Il y a deux ans, Giàng Ly Cha, dans la province de Lai Châu, a connu une période de troubles sociaux. Mais grâce à l’attention du Parti et de l’État, le village a retrouvé son calme et les conditions de vie s’y sont nettement améliorées.

>> La "Porte du Ciel" Ô Quy Hô, un site magnifique du Nord-Ouest

>> Le pont en verre de Rông Mây à Lai Châu

Giàng Ly Cha est un village de montagne situé à Lai Châu (Nord).
Photo : Phuong Nga/CVN

“Le chemin qui mène au village de Giàng Ly Cha est raide et sinueux”, avertit Sùng A Chu, président du Comité populaire de la commune de Tà Tông, district de Muong Tè, province de Lai Châu (Nord).

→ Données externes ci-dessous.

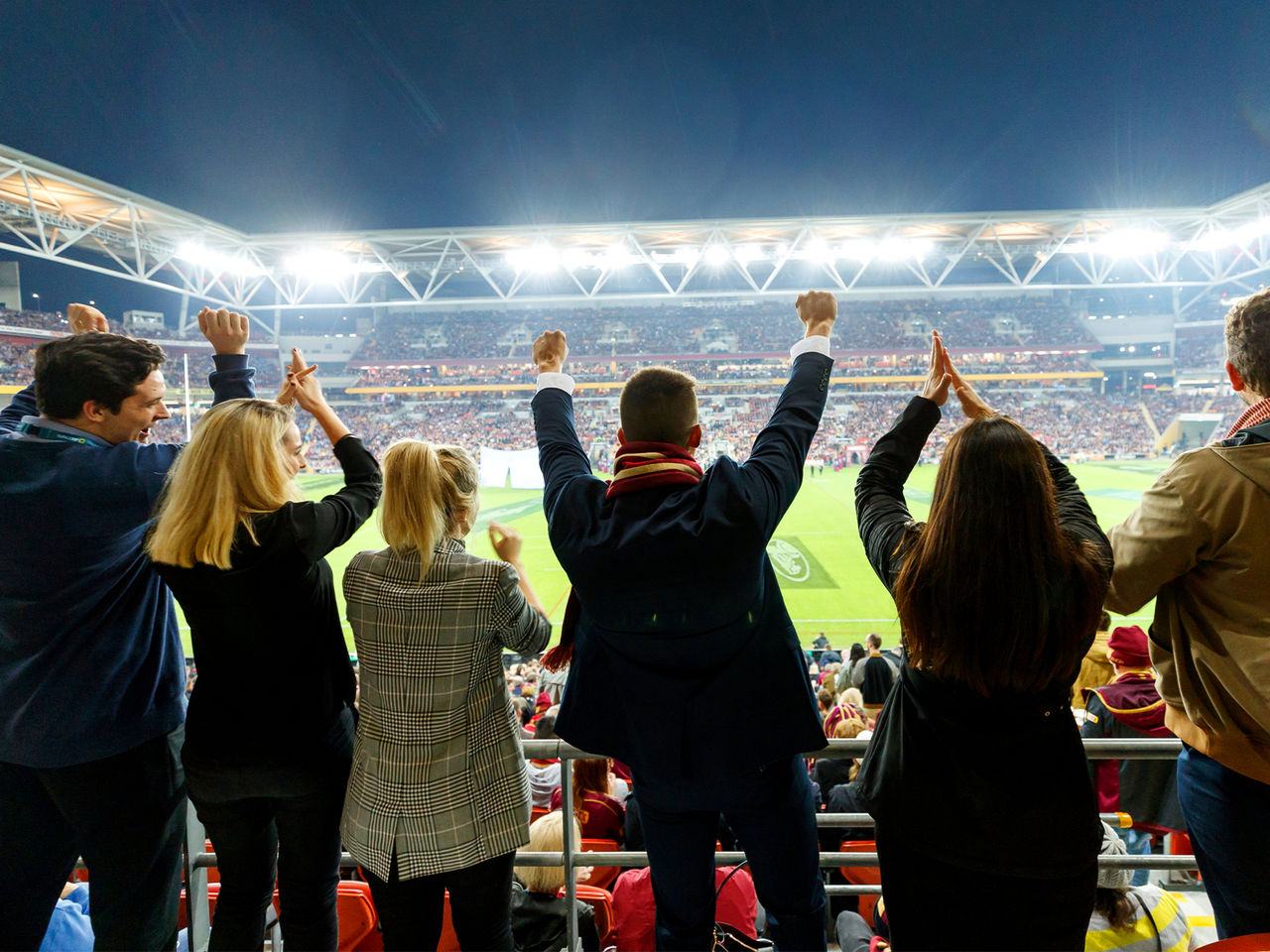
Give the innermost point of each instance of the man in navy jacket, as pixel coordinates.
(679, 604)
(91, 667)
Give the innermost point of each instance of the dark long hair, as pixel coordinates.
(993, 594)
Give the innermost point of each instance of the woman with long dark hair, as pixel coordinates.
(975, 774)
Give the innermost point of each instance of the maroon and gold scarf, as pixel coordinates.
(636, 466)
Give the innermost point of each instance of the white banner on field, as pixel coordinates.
(521, 465)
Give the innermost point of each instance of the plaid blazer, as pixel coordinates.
(439, 771)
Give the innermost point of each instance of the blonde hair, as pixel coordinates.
(231, 470)
(426, 486)
(547, 835)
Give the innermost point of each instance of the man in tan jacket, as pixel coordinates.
(1201, 544)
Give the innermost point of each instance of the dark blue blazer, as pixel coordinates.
(686, 662)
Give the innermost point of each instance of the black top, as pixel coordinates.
(973, 779)
(879, 675)
(273, 669)
(679, 595)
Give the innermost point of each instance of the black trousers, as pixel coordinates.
(935, 905)
(772, 812)
(125, 815)
(277, 823)
(412, 911)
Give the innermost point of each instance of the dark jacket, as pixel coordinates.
(273, 669)
(1005, 767)
(1146, 789)
(90, 656)
(540, 923)
(680, 599)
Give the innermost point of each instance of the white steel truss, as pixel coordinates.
(51, 212)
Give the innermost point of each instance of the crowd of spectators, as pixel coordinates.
(725, 327)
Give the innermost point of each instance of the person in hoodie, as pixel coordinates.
(1198, 544)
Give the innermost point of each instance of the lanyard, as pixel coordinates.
(32, 429)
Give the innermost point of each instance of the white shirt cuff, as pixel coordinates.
(816, 344)
(559, 381)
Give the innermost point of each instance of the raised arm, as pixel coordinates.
(227, 333)
(881, 512)
(321, 527)
(774, 471)
(520, 621)
(561, 454)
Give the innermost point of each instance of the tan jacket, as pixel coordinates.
(1201, 543)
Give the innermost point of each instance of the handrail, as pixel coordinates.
(1095, 749)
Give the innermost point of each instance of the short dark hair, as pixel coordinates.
(1247, 340)
(658, 405)
(100, 367)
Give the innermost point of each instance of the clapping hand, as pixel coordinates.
(226, 330)
(818, 309)
(938, 379)
(84, 318)
(506, 542)
(971, 404)
(302, 386)
(550, 352)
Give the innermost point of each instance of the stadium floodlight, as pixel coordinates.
(716, 254)
(217, 262)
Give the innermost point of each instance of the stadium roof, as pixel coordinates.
(51, 212)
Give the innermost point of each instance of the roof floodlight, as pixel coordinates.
(716, 254)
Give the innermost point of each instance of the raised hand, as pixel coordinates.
(971, 404)
(550, 352)
(818, 309)
(84, 318)
(303, 386)
(506, 542)
(226, 330)
(938, 379)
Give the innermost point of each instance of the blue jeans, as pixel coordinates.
(125, 815)
(1228, 820)
(277, 821)
(772, 812)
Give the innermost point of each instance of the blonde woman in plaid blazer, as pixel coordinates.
(439, 796)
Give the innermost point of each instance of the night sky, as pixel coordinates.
(338, 114)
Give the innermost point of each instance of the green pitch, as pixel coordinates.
(817, 552)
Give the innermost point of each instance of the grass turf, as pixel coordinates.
(825, 576)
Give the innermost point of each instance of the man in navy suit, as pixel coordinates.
(677, 603)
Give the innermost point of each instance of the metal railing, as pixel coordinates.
(198, 861)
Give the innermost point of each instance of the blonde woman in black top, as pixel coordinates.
(270, 728)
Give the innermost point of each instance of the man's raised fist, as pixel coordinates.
(550, 352)
(818, 309)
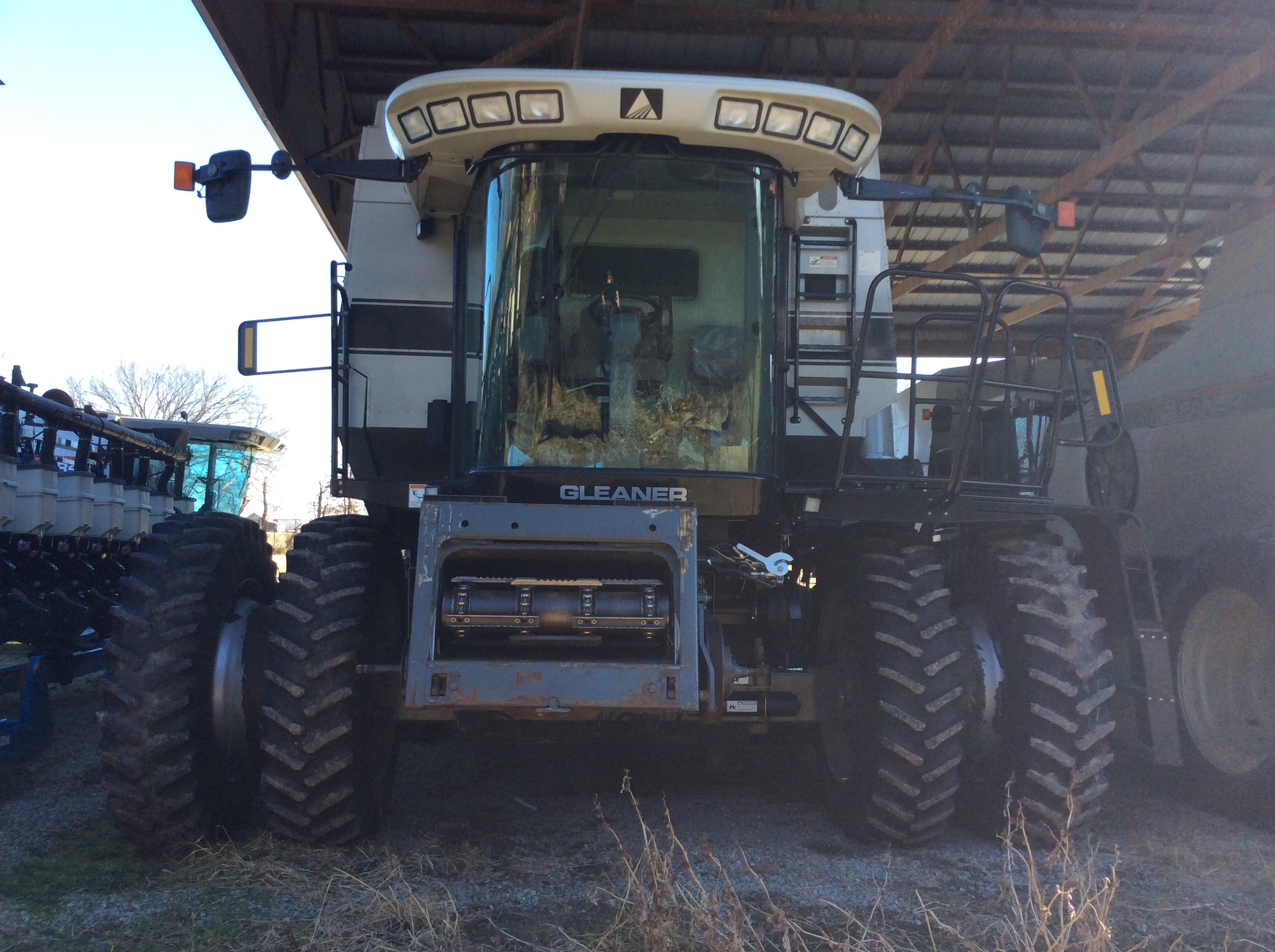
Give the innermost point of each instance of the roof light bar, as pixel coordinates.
(491, 110)
(824, 130)
(540, 106)
(414, 125)
(785, 121)
(853, 145)
(742, 115)
(448, 117)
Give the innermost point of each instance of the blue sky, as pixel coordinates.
(101, 259)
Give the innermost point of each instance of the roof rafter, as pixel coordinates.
(1145, 132)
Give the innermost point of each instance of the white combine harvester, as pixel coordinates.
(608, 373)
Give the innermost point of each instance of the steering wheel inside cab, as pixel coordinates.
(606, 333)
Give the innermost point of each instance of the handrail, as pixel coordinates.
(963, 431)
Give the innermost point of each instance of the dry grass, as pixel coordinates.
(666, 899)
(1055, 903)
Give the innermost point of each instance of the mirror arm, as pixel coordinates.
(881, 190)
(282, 166)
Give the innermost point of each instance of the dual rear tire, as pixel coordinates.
(903, 687)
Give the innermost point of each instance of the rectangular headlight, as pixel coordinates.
(824, 130)
(742, 115)
(414, 125)
(540, 105)
(853, 143)
(491, 110)
(448, 115)
(785, 121)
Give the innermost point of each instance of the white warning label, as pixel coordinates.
(821, 263)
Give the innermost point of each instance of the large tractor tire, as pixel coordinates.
(890, 688)
(179, 746)
(328, 732)
(1052, 715)
(1222, 632)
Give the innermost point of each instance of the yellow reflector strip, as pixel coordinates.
(1104, 404)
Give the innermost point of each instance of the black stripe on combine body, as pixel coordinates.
(399, 326)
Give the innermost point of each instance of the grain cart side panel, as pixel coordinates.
(545, 547)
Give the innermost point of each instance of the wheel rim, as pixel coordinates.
(229, 715)
(1226, 685)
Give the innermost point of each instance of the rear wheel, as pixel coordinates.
(1052, 719)
(179, 744)
(890, 694)
(328, 732)
(1223, 636)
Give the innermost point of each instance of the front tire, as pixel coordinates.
(890, 697)
(1056, 720)
(327, 731)
(166, 776)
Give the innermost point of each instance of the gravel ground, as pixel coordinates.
(507, 826)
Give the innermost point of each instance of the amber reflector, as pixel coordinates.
(184, 176)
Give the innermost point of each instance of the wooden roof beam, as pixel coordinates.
(1144, 326)
(733, 21)
(944, 36)
(532, 45)
(1231, 78)
(1245, 213)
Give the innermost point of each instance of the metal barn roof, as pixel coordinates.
(1155, 117)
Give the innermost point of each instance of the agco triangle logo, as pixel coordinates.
(642, 104)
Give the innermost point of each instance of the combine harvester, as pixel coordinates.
(610, 370)
(78, 492)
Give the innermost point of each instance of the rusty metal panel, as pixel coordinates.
(449, 528)
(1162, 703)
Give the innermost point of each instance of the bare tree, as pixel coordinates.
(170, 391)
(328, 505)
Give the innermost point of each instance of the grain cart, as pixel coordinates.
(614, 367)
(80, 494)
(1195, 468)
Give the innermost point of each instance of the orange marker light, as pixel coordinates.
(184, 176)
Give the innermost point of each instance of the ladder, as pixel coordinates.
(823, 334)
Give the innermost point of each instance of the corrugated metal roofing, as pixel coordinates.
(1028, 91)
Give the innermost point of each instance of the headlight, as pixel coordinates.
(741, 115)
(853, 143)
(540, 105)
(785, 121)
(414, 125)
(824, 130)
(448, 115)
(491, 110)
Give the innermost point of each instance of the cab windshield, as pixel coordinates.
(629, 314)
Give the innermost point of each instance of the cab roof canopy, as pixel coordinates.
(987, 91)
(459, 115)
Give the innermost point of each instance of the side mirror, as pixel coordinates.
(1024, 227)
(285, 346)
(227, 185)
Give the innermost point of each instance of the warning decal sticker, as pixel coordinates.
(642, 104)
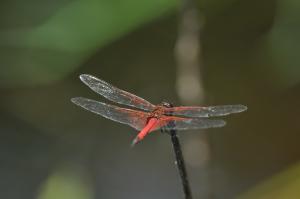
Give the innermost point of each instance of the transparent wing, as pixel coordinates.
(193, 123)
(210, 111)
(133, 118)
(114, 94)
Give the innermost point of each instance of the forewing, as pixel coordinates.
(133, 118)
(210, 111)
(115, 94)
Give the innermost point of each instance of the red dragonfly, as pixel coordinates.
(150, 117)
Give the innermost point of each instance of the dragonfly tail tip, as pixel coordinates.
(135, 141)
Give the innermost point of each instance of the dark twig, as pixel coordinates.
(179, 159)
(180, 165)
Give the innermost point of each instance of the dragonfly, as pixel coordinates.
(147, 117)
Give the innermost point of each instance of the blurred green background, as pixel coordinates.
(51, 149)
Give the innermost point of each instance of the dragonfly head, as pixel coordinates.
(166, 104)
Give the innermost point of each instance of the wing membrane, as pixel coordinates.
(115, 94)
(134, 118)
(210, 111)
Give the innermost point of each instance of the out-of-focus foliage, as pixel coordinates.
(52, 48)
(283, 185)
(66, 185)
(284, 42)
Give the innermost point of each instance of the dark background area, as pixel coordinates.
(50, 148)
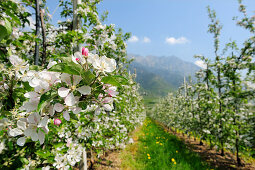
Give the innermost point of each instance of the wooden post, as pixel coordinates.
(37, 18)
(44, 37)
(76, 23)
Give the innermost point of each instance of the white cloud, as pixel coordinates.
(172, 40)
(133, 39)
(201, 64)
(146, 40)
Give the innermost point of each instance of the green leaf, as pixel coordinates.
(8, 27)
(73, 116)
(58, 145)
(121, 79)
(35, 67)
(115, 80)
(69, 68)
(44, 153)
(88, 77)
(45, 99)
(83, 105)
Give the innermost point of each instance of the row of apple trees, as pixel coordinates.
(219, 106)
(64, 87)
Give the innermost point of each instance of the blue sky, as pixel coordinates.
(173, 27)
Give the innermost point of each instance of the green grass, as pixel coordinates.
(157, 149)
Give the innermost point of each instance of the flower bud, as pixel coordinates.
(57, 122)
(85, 51)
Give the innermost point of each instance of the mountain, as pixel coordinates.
(159, 75)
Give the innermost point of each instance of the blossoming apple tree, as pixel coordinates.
(75, 100)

Parcourant la route forestière aux multiples virages depuis le cœur de cette commune, nous découvrons Giàng Ly Cha qui s’offre à nous une beauté simple d’un village H’mông. Nous avons l’impression de pénétrer dans un autre monde, à des années-lumière de la vie bruyante et animée du centre de Lai Châu.

Des religions dissidentes

Lù Van Hoàn, chef de la police du district de Muong Tè, nous accueille avec un sourire amical. “Giàng Ly Cha reste encore pauvre, personne ne le nie. Cependant, les conditions de vie des minorités ethniques s’y sont nettement améliorées par rapport à 2020, année où cette localité reculée fut dans la ligne de mire de forces hostiles qui poussèrent des villageois crédules à soutenir la création d’un prétendu +État H’mông+”, dévoile-t-il.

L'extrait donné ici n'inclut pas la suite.